I thought it was the material used for constructing the shower floor and the heat from the light in a closed confined space led to the water evaporating so quickly.

Posted by
5528 posts

@ Fred I'm wondering about leaving the light on in your Paris retreat. How does it help dry the floor? Does that place still use incandescent or halogen bulbs - that would help as they give off heat? If they are LED or flourescent I don't see how...

@ Nigel,

It's so that his wife can see what she's doing when she goes to clean up after him.

Posted by
14905 posts

The Mrs. was never there, one of the advantages of going solo, isn't it.?

Posted by
3452 posts

I don't like the wet room type of showers, but I like even less the shower curtains that flap about and stick to you.
Ewww.
If I've seen a shower that has curtains in the photos of the rental I'm going to, then I bring a cheap curtain with me to replace it while I'm there.
Who knows who else that original curtain has stuck to!!

Posted by
315 posts

I designed our shower to be a wet. It is waterproof with water directed to the drain. I refuse to wax and clean a glass shower door to sparkle like no one uses the shower. Cost would be nearly $3000. Thus, no shower door. The shower is private. I am use to wet baths in Europe. I am not use to when they are not private.

Posted by
9436 posts

Shower curtains are very inexpensive.

Posted by
9436 posts

Shower curtains are very inexpensive.
Doesn’t have to be a glass door.

Posted by
3111 posts

Shower curtains are very cheap, $8.99 on amazon.com. With my wife's long, flowing hair, zero chance all the water will be contained even if she were the Houdini of shower head aiming.

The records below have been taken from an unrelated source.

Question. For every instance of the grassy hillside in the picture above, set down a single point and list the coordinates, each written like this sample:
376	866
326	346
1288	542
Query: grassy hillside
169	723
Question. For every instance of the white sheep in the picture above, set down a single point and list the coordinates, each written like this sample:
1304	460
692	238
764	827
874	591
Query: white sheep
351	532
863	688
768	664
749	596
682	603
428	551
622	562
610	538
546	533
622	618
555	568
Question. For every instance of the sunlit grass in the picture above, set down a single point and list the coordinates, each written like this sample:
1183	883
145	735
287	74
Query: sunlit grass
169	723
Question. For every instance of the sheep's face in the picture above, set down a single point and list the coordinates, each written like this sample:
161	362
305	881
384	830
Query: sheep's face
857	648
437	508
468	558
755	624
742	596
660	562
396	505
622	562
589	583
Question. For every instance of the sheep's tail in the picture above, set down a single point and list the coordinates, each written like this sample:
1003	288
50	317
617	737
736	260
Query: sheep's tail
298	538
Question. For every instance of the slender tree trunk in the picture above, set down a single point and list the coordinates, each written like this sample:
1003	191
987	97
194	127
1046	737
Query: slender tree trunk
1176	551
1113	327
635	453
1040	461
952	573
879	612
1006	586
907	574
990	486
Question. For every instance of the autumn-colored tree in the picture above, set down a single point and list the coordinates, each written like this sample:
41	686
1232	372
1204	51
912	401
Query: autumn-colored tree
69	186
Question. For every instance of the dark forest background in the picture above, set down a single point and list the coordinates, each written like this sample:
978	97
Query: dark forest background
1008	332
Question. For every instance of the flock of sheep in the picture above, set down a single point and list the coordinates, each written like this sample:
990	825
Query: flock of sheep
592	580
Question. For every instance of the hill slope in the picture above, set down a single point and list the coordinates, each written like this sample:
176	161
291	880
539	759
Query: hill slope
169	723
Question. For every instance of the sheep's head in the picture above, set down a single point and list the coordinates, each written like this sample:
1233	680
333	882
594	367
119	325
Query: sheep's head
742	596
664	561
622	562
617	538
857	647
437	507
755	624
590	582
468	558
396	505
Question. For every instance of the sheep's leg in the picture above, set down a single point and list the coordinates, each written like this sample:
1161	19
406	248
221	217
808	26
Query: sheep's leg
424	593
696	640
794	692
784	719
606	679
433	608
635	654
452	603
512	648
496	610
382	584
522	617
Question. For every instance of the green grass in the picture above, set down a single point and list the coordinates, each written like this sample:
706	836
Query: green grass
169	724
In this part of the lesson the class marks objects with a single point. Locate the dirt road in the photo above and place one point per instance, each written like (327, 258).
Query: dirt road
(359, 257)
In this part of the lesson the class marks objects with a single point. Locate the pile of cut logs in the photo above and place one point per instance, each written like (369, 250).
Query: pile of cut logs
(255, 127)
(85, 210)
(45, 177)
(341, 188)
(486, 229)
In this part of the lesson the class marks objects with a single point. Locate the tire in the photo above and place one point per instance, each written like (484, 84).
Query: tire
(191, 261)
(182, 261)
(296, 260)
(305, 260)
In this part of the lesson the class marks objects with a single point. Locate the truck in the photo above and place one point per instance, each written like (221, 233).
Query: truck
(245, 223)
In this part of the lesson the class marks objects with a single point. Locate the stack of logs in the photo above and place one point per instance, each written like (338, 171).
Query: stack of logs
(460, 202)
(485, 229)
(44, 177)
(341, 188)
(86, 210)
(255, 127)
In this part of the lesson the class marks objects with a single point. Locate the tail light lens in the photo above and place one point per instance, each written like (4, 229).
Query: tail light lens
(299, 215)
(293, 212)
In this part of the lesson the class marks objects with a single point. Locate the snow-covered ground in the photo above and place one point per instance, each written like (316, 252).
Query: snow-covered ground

Also, my dad is a big boy to say the least, so yeah, the water won't be contained in the shower. It's all rather comical really. He has to wash part of himself while the other parts hang over the edge, and then rotate.

We remodeled our bathroom and, in the end, preferred the curtain to a glass door.

We've had European VRBO bathrooms that were quite tricky, like having to take a step up with nothing to hold onto, except the hot radiator, and a slippery floor. It's all part of the fun!

Posted by
315 posts

Guests are able to use the second bath with a shower curtain in a tub/shower combo. Shower curtains can be placed in the washer.